Chronique du crime et de l'innocence, tome 1/8: Recueil des événements les plus tragiques;...
SUPPLICE D'ANNE DUBOURG,
CONSEILLER AU PARLEMENT DE PARIS.
Sous le règne de Henri II, lorsque la France était gouvernée par les Guises, on nomma des inquisiteurs qu'on admit pour juges dans les procès extraordinaires que l'on faisait à ceux de la religion prétendue réformée; ces inquisiteurs étaient des prêtres. L'un d'eux, le fameux Mouchy, pour qui l'on inventa le sobriquet de mouchards donné aux espions, suborna deux jeunes gens pour déposer que les prétendus réformés avaient fait, le jeudi saint, une assemblée dans laquelle, après avoir mangé un cochon en dérision du sabbat, ils avaient éteint les lampes et s'étaient abandonnés, hommes et femmes, à une prostitution générale. Sur cette déposition, les protestans furent en proie à toutes les rigueurs de la justice ecclésiastique, on institua des chambres ardentes pour les juger, et les flammes des bûchers exécutaient les jugemens.
Ces supplices excitèrent enfin la pitié, et quelques membres du parlement pensèrent que l'église devait plutôt réformer ses abus que faire brûler des hommes.
Au mois d'avril 1559, dans une assemblée qu'on nomme mercuriale, les plus savans et les plus modérés du parlement proposèrent d'user de moins de cruautés, et de chercher à réformer l'église. Anne Dubourg appuya surtout cet avis avec chaleur. Un de leurs confrères, sans respect pour son serment de conseiller, qui est de tenir secrètes les délibérations de la cour, sans égards pour l'honneur et l'équité, les dénonça au roi.

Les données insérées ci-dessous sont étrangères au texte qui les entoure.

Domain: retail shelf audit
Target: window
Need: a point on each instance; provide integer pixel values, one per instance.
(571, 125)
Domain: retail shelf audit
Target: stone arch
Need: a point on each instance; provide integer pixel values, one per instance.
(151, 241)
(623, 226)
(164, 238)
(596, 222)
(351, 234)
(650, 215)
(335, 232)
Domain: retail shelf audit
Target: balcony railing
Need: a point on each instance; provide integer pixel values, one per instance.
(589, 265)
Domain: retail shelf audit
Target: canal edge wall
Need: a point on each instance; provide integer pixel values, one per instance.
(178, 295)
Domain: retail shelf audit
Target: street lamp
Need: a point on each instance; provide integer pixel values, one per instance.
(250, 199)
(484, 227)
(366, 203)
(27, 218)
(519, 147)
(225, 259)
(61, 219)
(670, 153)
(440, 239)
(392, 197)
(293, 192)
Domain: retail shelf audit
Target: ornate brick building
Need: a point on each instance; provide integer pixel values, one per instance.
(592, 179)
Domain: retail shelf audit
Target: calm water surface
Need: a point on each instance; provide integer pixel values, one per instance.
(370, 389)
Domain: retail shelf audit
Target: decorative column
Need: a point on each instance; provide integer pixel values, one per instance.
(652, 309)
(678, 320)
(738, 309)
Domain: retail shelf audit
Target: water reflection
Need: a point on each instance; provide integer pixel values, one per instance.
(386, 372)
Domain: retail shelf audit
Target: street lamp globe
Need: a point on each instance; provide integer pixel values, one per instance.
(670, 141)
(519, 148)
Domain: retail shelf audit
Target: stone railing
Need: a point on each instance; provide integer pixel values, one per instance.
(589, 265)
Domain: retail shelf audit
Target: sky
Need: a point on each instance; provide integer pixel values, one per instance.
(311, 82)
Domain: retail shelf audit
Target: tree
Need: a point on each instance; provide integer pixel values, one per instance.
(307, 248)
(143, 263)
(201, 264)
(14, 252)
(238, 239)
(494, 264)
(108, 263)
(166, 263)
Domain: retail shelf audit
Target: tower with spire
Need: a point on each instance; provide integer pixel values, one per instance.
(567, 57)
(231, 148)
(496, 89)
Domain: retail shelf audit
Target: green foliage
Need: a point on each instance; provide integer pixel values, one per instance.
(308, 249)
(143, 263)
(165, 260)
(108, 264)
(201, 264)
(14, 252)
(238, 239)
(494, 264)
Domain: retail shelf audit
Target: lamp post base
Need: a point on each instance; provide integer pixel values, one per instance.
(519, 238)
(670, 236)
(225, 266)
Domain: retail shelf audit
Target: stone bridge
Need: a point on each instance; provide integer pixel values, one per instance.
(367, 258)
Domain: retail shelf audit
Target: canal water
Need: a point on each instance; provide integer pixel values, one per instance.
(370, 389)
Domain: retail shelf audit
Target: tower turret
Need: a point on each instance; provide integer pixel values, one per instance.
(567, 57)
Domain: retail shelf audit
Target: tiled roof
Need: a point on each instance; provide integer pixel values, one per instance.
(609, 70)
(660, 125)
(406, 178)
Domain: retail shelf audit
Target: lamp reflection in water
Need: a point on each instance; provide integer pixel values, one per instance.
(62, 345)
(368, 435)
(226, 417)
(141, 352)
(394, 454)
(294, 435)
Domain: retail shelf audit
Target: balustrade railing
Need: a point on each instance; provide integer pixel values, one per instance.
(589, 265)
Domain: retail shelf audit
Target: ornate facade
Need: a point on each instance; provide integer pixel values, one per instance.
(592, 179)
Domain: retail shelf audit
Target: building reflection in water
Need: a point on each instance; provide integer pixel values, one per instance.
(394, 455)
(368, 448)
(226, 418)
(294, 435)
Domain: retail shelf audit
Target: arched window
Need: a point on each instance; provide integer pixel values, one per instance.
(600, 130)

Henri II, excité par les Guises qui régnaient sous son nom, se rendit au parlement sans être attendu, le 15 juin 1559. Il était accompagné du cardinal Bertrandi, garde des sceaux, du connétable de Montmorency, et de plusieurs autres grands officiers de la couronne. Instruit que la délibération roulait sur la conduite à tenir à l'égard des réformés, le roi voulut que l'on continuât à parler en sa présence: c'était un piége tendu à la loyauté des conseillers: plusieurs y tombèrent. Dubourg parla avec plus de véhémence que ses confrères; il montra combien il était affreux de voir régner à la cour l'adultère, la débauche, la concussion, l'homicide, tandis qu'on livrait à la mort des citoyens qui servaient le roi selon les lois, et Dieu selon leur conscience.
Dubourg était un magistrat intègre, homme d'une vie irréprochable, et bon citoyen. Il était diacre, et ses études théologiques l'avaient conduit à adopter l'opinion des réformateurs.
Le roi donna au connétable l'ordre de l'arrêter ainsi que plusieurs autres conseillers qui avaient parlé dans le même sens. Les présidens aux enquêtes, Saint André et Minard, tant pour prouver leur zèle que pour satisfaire leur haine personnelle, poursuivirent la mort d'Anne Dubourg. Comme ce conseiller était diacre, il fut d'abord jugé par l'évêque de Paris du Bellai, assisté de l'inquisiteur Mouchi. Il appela comme d'abus de la sentence de l'évêque, et réclama la faculté d'être jugé par ses pairs. Cette justice lui fut refusée. Il fut jugé successivement à l'officialité de Paris, à celle de Sens et à celle de Lyon, et condamné par toutes les trois à être dégradé et à être livré au bras séculier comme hérétique.
On le mena d'abord à l'officialité; là, étant revêtu de ses habits sacerdotaux, on les lui arracha l'un après l'autre. Après cette cérémonie, on le ramena à la Bastille, et des commissaires du parlement que ses persécuteurs avaient choisis, le condamnèrent à être étranglé et brûlé.
Il entendit son arrêt avec résignation et courage, et dit à ses juges: «Éteignez vos feux, renoncez à vos vices, convertissez-vous à Dieu.» Ce malheureux, victime du fanatisme et de l'iniquité, fut pendu et brûlé dans la place de Grève. Il déclara, à la potence, qu'il mourait serviteur de Dieu, et ennemi des abus de l'église de Rome.
Le supplice d'Anne Dubourg fit plus de prosélytes protestans en un jour que les livres et les prédications n'en avaient fait pendant plusieurs années.